Q: I’m hoping that you can chime in on a debate my friend and I have going. He tends to multitask while he practices (Netflix shows streaming, social media feeds running, etc.) I always give him a hard time about because I feel like when you practice, you shouldn’t be doing other things but he feels like, as long as he’s playing, he’s putting in the time. It seems obvious to me but I wondered what you would say about it.
A: I actually get asked this from time to time because, in past columns, I’ve mentioned that I worked on a lot of my muscle memory while watching movies or tv. I’m glad to clear up some possible misconceptions about that, while I also answer your question here.
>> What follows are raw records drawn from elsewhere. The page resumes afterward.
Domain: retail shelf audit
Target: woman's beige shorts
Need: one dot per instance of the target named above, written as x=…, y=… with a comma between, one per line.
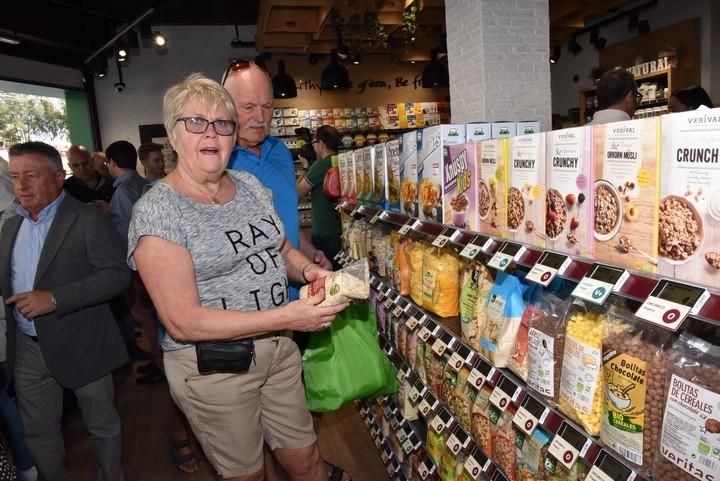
x=232, y=414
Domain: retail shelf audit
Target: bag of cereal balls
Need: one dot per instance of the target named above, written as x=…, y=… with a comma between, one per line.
x=581, y=382
x=690, y=435
x=634, y=368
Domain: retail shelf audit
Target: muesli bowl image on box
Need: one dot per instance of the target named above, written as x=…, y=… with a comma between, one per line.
x=486, y=198
x=608, y=210
x=681, y=230
x=556, y=214
x=516, y=209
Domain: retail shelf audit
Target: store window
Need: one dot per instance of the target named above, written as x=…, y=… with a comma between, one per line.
x=56, y=116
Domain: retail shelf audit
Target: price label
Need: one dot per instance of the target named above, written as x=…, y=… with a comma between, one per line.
x=507, y=253
x=444, y=342
x=426, y=468
x=547, y=267
x=430, y=328
x=378, y=215
x=461, y=355
x=607, y=468
x=476, y=463
x=498, y=476
x=417, y=391
x=448, y=234
x=478, y=244
x=504, y=393
x=480, y=373
x=671, y=302
x=599, y=282
x=568, y=444
x=530, y=414
x=428, y=404
x=459, y=439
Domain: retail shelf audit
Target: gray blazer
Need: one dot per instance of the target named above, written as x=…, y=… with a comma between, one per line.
x=83, y=265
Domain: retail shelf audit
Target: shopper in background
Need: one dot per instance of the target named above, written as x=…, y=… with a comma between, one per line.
x=617, y=96
x=212, y=252
x=99, y=162
x=153, y=161
x=326, y=228
x=86, y=185
x=691, y=98
x=60, y=263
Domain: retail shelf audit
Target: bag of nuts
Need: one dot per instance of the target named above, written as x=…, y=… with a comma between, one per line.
x=634, y=368
x=689, y=442
x=546, y=347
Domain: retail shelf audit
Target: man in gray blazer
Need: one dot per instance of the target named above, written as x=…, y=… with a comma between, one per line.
x=60, y=263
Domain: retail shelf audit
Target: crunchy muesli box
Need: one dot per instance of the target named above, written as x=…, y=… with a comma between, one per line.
x=526, y=189
x=569, y=174
x=689, y=215
x=459, y=189
x=491, y=168
x=430, y=167
x=408, y=173
x=625, y=193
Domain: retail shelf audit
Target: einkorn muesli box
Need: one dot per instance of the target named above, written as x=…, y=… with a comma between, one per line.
x=625, y=193
x=569, y=207
x=689, y=231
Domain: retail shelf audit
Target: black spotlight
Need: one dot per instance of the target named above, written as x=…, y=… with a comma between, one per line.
x=435, y=74
x=574, y=47
x=283, y=84
x=334, y=76
x=555, y=56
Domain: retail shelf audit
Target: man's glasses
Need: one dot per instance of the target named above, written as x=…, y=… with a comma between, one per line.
x=241, y=64
x=199, y=125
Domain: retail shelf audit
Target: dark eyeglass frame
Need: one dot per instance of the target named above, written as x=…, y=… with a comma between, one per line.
x=208, y=123
x=238, y=64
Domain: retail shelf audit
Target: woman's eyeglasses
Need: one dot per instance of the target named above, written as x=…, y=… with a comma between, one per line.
x=199, y=125
x=241, y=64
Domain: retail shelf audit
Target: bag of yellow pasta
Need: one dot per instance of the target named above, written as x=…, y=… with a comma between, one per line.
x=415, y=254
x=581, y=381
x=441, y=279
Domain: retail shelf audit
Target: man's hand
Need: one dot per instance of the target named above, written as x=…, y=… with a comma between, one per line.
x=33, y=303
x=319, y=258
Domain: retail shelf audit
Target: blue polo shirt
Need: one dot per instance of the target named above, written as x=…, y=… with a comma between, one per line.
x=274, y=168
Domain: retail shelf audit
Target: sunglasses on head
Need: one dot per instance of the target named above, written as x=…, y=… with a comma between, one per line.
x=239, y=64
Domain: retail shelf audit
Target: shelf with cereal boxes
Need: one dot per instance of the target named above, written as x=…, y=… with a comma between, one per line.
x=667, y=301
x=442, y=400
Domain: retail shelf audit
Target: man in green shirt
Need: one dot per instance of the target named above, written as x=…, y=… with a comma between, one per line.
x=326, y=229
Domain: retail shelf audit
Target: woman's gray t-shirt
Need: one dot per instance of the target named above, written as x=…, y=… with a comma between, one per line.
x=235, y=247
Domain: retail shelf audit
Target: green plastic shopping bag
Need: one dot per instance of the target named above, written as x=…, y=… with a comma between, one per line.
x=345, y=362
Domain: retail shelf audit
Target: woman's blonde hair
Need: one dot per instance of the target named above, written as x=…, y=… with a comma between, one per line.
x=194, y=87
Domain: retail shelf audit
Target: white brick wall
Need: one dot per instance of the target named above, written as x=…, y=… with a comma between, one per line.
x=498, y=60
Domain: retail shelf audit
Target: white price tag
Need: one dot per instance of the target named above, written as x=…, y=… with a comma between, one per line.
x=547, y=267
x=599, y=282
x=670, y=303
x=507, y=253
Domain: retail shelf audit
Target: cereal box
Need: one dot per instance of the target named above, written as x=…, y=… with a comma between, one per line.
x=569, y=174
x=526, y=189
x=625, y=193
x=459, y=189
x=380, y=181
x=408, y=173
x=491, y=168
x=392, y=187
x=430, y=168
x=690, y=187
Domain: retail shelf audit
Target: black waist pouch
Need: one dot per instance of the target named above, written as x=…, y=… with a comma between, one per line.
x=228, y=357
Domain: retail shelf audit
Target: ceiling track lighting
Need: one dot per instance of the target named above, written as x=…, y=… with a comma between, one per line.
x=334, y=76
x=435, y=74
x=283, y=84
x=555, y=55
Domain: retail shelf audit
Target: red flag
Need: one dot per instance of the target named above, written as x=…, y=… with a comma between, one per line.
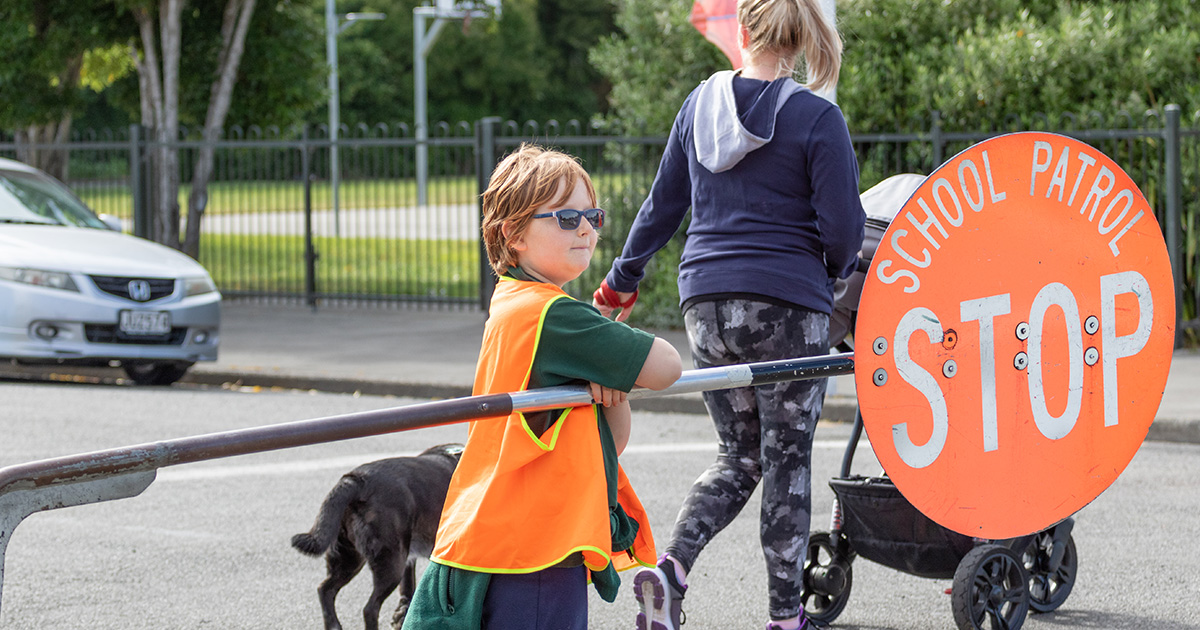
x=718, y=22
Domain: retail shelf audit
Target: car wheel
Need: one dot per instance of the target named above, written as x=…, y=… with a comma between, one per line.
x=156, y=372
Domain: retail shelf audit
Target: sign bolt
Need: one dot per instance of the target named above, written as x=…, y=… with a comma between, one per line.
x=949, y=369
x=880, y=377
x=1021, y=361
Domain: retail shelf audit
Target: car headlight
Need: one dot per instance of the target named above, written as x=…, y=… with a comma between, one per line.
x=39, y=277
x=198, y=286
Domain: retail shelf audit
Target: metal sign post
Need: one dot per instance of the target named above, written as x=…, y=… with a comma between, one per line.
x=335, y=25
x=125, y=472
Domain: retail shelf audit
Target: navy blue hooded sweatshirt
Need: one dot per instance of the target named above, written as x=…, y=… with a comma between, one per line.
x=771, y=177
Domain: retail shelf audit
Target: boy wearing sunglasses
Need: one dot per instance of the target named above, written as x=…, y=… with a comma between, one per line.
x=539, y=504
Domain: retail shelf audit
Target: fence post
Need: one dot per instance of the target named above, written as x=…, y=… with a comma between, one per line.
x=310, y=251
x=141, y=213
x=485, y=161
x=935, y=137
x=1174, y=209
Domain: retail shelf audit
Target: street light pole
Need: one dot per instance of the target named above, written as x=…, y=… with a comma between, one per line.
x=423, y=41
x=333, y=28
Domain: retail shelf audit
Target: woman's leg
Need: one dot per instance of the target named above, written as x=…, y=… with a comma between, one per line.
x=789, y=414
x=721, y=491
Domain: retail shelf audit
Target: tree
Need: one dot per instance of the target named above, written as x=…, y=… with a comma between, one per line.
x=54, y=48
x=654, y=61
x=216, y=43
x=982, y=61
x=976, y=61
x=531, y=64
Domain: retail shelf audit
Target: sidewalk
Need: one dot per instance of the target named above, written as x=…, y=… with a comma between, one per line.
x=408, y=352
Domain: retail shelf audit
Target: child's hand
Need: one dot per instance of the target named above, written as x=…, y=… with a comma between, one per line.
x=606, y=396
x=607, y=300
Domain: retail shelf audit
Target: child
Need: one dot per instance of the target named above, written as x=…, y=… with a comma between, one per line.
x=539, y=503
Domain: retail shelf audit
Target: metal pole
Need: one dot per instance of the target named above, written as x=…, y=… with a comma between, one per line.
x=485, y=161
x=141, y=213
x=334, y=114
x=1174, y=204
x=423, y=41
x=126, y=472
x=363, y=424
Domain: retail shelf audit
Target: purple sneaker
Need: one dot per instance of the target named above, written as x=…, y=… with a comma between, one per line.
x=659, y=598
x=807, y=623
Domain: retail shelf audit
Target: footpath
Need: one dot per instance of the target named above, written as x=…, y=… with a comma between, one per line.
x=431, y=354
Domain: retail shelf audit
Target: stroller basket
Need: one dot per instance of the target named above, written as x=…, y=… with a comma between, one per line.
x=885, y=528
With regard to certain types of super repetitive finger exercises, speed exercises, and the like, I think that we can get away with a little distraction while we work on the muscle memory. The danger is that we play how we practice and we don’t want to internalize incorrect, inefficient, or sloppy technique. I only ever did this with very specific types of exercises like plucking patterns using 3-fingers, for example.
And still, I didn’t just jump straight to the tv and start drilling them, I only got in some extra mindless hours of finger time after having spent quality time in the shed getting the basics together (playing with good tone, efficient movements, good pressure, articulation, etc.)
Then, and only then, would I continue to noodle around with patterns while distracted by other things like movies.
99.5% percent of the time, however, I am completely with you in your assessment. I firmly believe that there is a huge difference between practicing and noodling. Noodling is just playing around, goofing on the instrument without really trying to do anything specific. This is a great time spent and I encourage everybody to have the instrument in their hands as much as they can/want. However, it is NOT practice.
Practice is when you are specifically focusing on things that you haven’t mastered yet and trying to nail them down. Practice is the art of working through those things we can’t yet do so that we may one day be able to do them (I think that I’m paraphrasing a Picasso quote there )
Like I said, we play how we practice, so it’s important to take our practice seriously. If we can’t focus in the shed, how can we expect to focus on the gig for hours on end?
If we don’t work on our tone, articulation, feel, time, and approach in the shed, how can we expect to magically play well on the gig?
What I would say to your friend is that, yes any time spent with the instrument is time well spent but if he actually wants to take his playing to new heights, he’s going to have to shut down his streams and screens and get to work. Evolution doesn’t come easy and if we mindlessly bumble through things, we’ll never get beyond ‘decent’ at whatever it is that we’re trying to do (which is totally fine, as long as you never intended to be any better than decent at it). If anyone wants to really evolve and transcend their abilities and perceptions of what can be done and how to do it?
Real, focused time needs to be put in.
Those that truly love what they’re doing and play because they can’t imagine doing anything else, generally fall into serious practice on their own. Most of the disillusioned or frustrated folks I come across are people who never really committed themselves to it, ultimately. I’ve said it before but “talent” is really just a fancy word for hard work, for the most part.
Sure, some people may have better reflexes or better musculature or physiology or… whatever, that makes them naturally better at one thing than another person but, nobody ever got phenomenal at anything by half-assing it. Some people can get decent by doing the bare minimum and some people half to work twice as hard, but only those who routinely break a sweat, are the ones to take it to the next level (regardless of what it is you do).
If you want to be a serious player, you MUST be a serious practicer.